Politik
Syrische Flüchtlinge im Libanon werden von der UN-Organisation WFP mit Lebensmitteln versorgt. Doch nicht immer reichen die Rationen aus.
Syrische Flüchtlinge im Libanon werden von der UN-Organisation WFP mit Lebensmitteln versorgt. Doch nicht immer reichen die Rationen aus.(Foto: REUTERS)

Helfen, wo es am einfachsten ist: Eine billige Antwort auf die Flüchtlingskrise

Ein Kommentar von Christoph Herwartz

Die EU-Staaten sind mit schuld daran, dass es in den Lagern rund um Syrien unerträglich ist. Kein Wunder, dass dort niemand bleiben möchte. Eine Verbesserung der Situation wäre schnell und günstig zu haben.

Ein toter Junge am Strand, ein Lastwagen voller Leichen. Das sind die Bilder, durch die sich Europäer aufschrecken lassen. Was ist das für eine Politik, die auf der einen Seite würdige Bedingungen für Flüchtlinge schaffen möchte, ihnen auf der anderen Seite aber einen Hindernisparcours in den Weg stellt? In Europa gilt das Recht auf Asyl. Aber wer es nach Europa schaffen möchte, muss durch die Wüste und über das Meer, muss sich Schleppern anvertrauen und sich vor Behörden verstecken, muss Stacheldraht überwinden und den Schlagstöcken von Polizisten ausweichen.

Es ist richtig, dass sich die Deutschen darum bemühen, Flüchtlinge willkommen zu heißen. Aber der ungarische Premierminister Viktor Orbán hat auch recht, wenn er sagt, dass dadurch viele Menschen erst zu einer lebensgefährlichen Reise ermuntert werden.

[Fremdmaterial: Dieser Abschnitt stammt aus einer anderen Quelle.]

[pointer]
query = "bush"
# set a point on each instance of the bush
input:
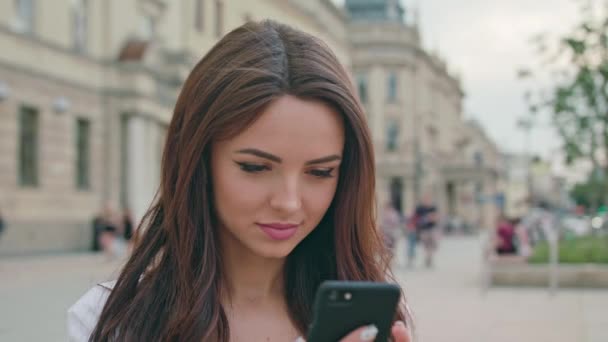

Es gibt zu dieser Reise Alternativen: Asyl-Prüfungen im Ausland und das Öffnen legaler Migrationswege. Beides ist kompliziert und als Sofortmaßnahme darum ungeeignet. Doch es gibt eine naheliegende Maßnahme, die sofort wirken würde, die unkompliziert zu organisieren wäre und die vergleichsweise wenig Geld kosten würde. Es ist absurd, dass diese Maßnahme in der aktuellen Debatte praktisch keine Rolle spielt.

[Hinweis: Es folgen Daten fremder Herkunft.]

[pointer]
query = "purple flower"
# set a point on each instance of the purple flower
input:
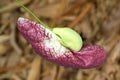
(46, 44)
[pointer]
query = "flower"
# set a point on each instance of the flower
(47, 44)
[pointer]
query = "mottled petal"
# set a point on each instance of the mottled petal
(46, 44)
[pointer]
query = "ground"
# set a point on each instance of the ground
(98, 21)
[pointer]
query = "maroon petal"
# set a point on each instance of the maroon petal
(47, 45)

Alles ist da, nur kein Geld

Die zuständige Organisation heißt WFP – World Food Programme. Sie unterstützt derzeit 4 Millionen Syrer innerhalb des Landes und 1,6 Millionen Syrer in den Nachbarstaaten mit Notrationen. Um einen Flüchtling einen Tag lang zu versorgen, benötigt sie nur 90 Cent. 1,5 Milliarden Euro pro Jahr würden ausreichen, um die geflüchteten Syrer nicht hungern zu lassen. Der deutsche Staat hat im ersten Halbjahr 2015 einen Haushaltsüberschuss von 21 Milliarden Euro erzielt.

Und trotzdem müssen die Spitzenvertreter des WFP alle paar Monate durch die Hauptstädte der Welt reisen, um neue Spenden zu erbitten. Oft schaffen sie es nicht und müssen die Nahrungsrationen reduzieren. Es ist eine groteske Situation: Die Logistik funktioniert, das System ist eingespielt, die Nahrungsmittelfabrikanten in der Umgebung haben sich auf die Situation eingestellt. Doch weil zu wenig Geld da ist, hungern die Menschen in den Flüchtlingslagern.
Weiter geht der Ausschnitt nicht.